Au temps de l’apartheidLa face militaire sombre du passé de Mike Horn
«Temps Présent» a cherché à en avoir le cœur net sur le passé de l’aventurier installé en Suisse. Il faisait partie d’une unité d’élite de l’armée sud-africaine réputée pour éliminer les insurgés namibiens.
- par
- Eric Felley
Mike Horn l’aventurier, tout le monde en a entendu parler. Mais qui connaît la jeunesse de cet homme d’origine sud-africaine, qui est descendu l’Amazone à la nage, qui a parcouru la ligne équatoriale ou marché jusque dans l’Arctique. «Temps Présent» a voulu connaître la vérité sur ce personnage qui habite à Château-d’Œx dans le canton de Vaud depuis une trentaine d’années, «la gloire du Pays-d’Enhaut», comme il est dit dans l’introduction.
L’aventurier a certes déjà évoqué l’époque où il avait combattu en Afrique du Sud. Mais l’émission «Temps Présent» a voulu en avoir le cœur net. Son enquête s’est orientée sur ce qui s’est passé dans le nord de la Namibie dans les années 80, où le pays était une colonie de l’Afrique du Sud en lutte pour son indépendance. En 1986, Mike Horn a 19 ans et il fait son service dans le bataillon 101, une unité d’élite réputée pour son efficacité. «Temps Présent» a retrouvé un de ses supérieurs hiérarchiques, Waal de Waal, qui le définit alors comme «un accroc à l’adrénaline».
«Des choses désagréables»
Un ancien compagnon d’armes explique que son passage parmi les «101» a sans aucun doute forgé son caractère pour la suite. Envoyé en service au nord de la Namibie, Mike Horn se retrouve face aux insurgés de la SWAPO. Le bataillon 101 est une unité de contre-insurrection «spécialisée dans la traque et l’élimination de l’ennemi». Waal de Waal dit qu’on les avait appelés alors le «bataillon d’assassins». Et d’ajouter: «C’était la guerre, forcément, il y a des choses désagréables». Notamment le fait qu’avec leur véhicule, les Casspir, les soldats du bataillon 101 roulaient sur leurs ennemis.

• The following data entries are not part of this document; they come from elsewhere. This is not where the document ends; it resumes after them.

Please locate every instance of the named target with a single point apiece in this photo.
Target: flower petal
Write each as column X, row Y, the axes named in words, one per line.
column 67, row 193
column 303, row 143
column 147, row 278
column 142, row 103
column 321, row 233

Selon le compagnon d’armes, «Mike partait à la recherche des traces et il faisait le boulot», ou dit autrement «il réglait le problème». Il avait été surnommé «Banana Mike» à cause du pansement qu’il a porté après avoir perdu une phalange dans un accident, dont les circonstances demeurent peu claires.
«Pas chasser et tuer»
«Temps Présent» a confronté Mike Horn à son passé au sein de ce bataillon. À la question de savoir pourquoi il a accepté à l’époque de participer à ces chasses à l’homme, il répond dans le reportage d’une manière assez maladroite: «À cette époque pour moi, être dans une unité réputée, c’était jouer un rôle activement dans la protection de l’Afrique du Sud. C’est sûr que les gens pensent à chasser et tuer. Ce n’est pas chasser et tuer, c’est d’arriver de chasser des gens qui vont tuer des autres gens. C’est un peu comme la police, la protection, la manière dont je l’ai acceptée. Pas pour tuer des gens, mais pour empêcher des mauvais éléments de tuer des gens que tu aimes».
Des regrets
À la fin du reportage, Mike Horn a tenu à rajouter une prise de position: «Je faisais partie des forces officielles de l’armée sud-africaine de l’époque. J’y effectuais mon service militaire obligatoire. J’ai strictement obéi aux ordres qu’on me donnait. Je n’avais pas un amour particulier pour le régime de l’apartheid, je n’ai fait que remplir mes devoirs civiques. (…) Il est clair qu’aujourd’hui je regrette d’avoir participé à ces opérations, bien que j’assume parfaitement tout ce que j’ai fait dans la vie».
Temps Présent a interrogé un témoin de l’époque, Dave Smuth, aujourd’hui juge à la Cour suprême de Namibie. Il se souvient que dans la zone où se trouvait le bataillon 101 «les civils étaient traités d’une manière épouvantable, tués, tout comme les insurgés capturés, qui étaient souvent assassinés. Le bataillon 101 est parfois sorti complètement de la légalité. Mais ils se moquaient complètement de la légalité». L’homme évoque une attaque du bataillon dans un meeting de la Swapo à Windhoek, qui a coûté la vie au dirigeant namibien Immanuel Shifidi. Mike Horn communiquera finalement qu’il n’y était pas.
Est-il traumatisé par cette époque? «Non pas du tout, répond franchement Mike Horn. Pour moi la guerre, ça faisait partie de ma vie, comme partir en expédition ou aller acheter des croissants. C’est quelque chose que j’ai pris comme une bonne expérience, parce que cela m’a formé pour la vie».